To maintain and increase trust in any organization, you have to know the end goal or desired outcome. If you are unclear in the planning and executing of the task and it fails, so does the trust.

Detailing timelines, goals and following through with every aspect of the plan or task will foster trust.

Constructive criticism and after-action reviews go a long way for future tasks and ensure the mission is always accomplished to its full potential.

Everyone can always improve; not getting feedback (whether positive or negative), overtime, can begin to affect individual and organizational trust.

Question: The initial focus of this initiative is on the prevention of sexual assault and harassment, bullying, hazing and substance abuse. What advice do you have for other service members and civilians in battling these challenges to mission readiness?

Dye: Use the resources available: Legal, ACS, chaplains, victim advocates and mental health. There are many trained individuals who are passionate and dedicated to this initiative. These people genuinely care about victims and getting them the assistance needed to cope with being victimized by (often times) someone among their own ranks.

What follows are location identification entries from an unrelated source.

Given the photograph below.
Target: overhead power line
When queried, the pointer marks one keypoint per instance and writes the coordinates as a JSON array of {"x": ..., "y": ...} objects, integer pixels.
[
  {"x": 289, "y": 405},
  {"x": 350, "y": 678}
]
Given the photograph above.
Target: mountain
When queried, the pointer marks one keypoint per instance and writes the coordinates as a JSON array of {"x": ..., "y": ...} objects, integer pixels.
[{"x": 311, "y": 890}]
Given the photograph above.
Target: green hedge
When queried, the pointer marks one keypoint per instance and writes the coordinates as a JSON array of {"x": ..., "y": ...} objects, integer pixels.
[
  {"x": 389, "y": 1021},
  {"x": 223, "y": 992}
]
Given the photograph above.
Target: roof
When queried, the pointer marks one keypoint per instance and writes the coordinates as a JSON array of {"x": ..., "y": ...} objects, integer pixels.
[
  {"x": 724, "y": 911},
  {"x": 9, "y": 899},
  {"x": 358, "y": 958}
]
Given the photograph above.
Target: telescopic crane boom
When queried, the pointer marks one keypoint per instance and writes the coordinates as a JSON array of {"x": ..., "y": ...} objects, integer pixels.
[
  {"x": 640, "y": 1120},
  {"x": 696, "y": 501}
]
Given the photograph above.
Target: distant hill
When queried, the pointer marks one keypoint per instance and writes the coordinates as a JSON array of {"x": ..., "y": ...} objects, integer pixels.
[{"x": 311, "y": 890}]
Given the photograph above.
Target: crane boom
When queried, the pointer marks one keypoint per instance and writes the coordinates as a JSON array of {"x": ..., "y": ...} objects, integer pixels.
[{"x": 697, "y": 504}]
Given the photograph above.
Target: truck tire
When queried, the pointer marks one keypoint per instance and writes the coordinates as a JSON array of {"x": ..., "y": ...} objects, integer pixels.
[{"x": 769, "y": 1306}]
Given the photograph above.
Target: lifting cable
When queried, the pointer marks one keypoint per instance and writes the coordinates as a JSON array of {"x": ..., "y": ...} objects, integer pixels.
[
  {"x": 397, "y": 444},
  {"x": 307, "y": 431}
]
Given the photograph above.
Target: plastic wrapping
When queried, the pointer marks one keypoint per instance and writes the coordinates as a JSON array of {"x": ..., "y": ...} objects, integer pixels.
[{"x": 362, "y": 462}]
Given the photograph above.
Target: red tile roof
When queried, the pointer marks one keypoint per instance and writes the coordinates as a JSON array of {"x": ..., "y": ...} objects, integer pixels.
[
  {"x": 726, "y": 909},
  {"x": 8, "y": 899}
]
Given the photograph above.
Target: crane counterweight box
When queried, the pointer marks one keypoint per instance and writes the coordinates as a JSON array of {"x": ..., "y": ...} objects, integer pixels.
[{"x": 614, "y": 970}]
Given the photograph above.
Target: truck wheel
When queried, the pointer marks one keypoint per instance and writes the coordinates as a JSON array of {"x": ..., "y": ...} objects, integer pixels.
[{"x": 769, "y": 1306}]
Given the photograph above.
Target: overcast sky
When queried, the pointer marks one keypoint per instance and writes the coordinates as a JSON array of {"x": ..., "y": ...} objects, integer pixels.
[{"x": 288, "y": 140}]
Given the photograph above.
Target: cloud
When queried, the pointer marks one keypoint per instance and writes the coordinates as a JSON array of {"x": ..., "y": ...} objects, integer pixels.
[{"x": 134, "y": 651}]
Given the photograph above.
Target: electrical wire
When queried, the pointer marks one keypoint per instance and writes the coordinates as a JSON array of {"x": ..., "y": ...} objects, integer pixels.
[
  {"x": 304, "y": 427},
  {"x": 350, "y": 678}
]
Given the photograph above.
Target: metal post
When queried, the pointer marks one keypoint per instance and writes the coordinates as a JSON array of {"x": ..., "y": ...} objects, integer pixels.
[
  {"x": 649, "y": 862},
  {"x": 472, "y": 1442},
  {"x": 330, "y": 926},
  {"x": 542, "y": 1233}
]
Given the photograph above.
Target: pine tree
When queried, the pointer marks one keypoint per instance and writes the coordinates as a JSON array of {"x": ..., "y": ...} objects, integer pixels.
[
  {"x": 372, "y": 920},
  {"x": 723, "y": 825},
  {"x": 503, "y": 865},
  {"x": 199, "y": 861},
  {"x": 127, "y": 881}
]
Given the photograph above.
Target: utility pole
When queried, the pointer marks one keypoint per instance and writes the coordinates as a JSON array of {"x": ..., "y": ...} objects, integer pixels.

Question: I'm glad you mention the many outstanding services available to our service members to assist them with some of these potentially life-altering challenges. This initiative empowers Army leaders to uphold standards of conduct and professionalism to proactively prevent acts of indiscipline. What are your thoughts on this? How do we, as a part of the Army team, empower our leaders to enforce standards while maintaining the balance of caring for Soldiers?

Dye: This initiative has come a long way, since I began working for the Army 12 years ago.

I believe our senior leaders are doing the best they can with more training, seminars and overall awareness that sexual assault is real and happens more than we'd like to admit.

Sexual assault will never be eliminated (this is hard for the Army and individuals to swallow), but if the number of sexual assault incidents begins to decline due to awareness and/or harsher punishments through the military justice system, then we are doing our job.

Sexual assault is not just a problem in the Army; high schools (quite possibly even middle schools), college campuses and other organizations in the private sector also deal with sexual assault.

They are just better at keeping their numbers and statistics hidden from the public.

Leaders enforce standards by bringing awareness to their Soldiers. If a Soldier commits any act that is toxic to the mission, they should be punished.

Leaders are setting the example to victims and other Soldiers when they punish the wrong-doers. These incidents take time away from the normal operation of an organization.

Leaders are doing an excellent job of caring for their Soldiers by focusing on sexual assault prevention and proper punishments for those who violate the Uniformed Code of Military Justice.

Enforcing the UCMJ has always been a standard that leaders have been in charge of, and I believe they will continue to uphold those duties as our Army evolves.

(Editor's note: Ward is the Maneuver Support Center of Excellence and Fort Leonard Wood command sergeant major.)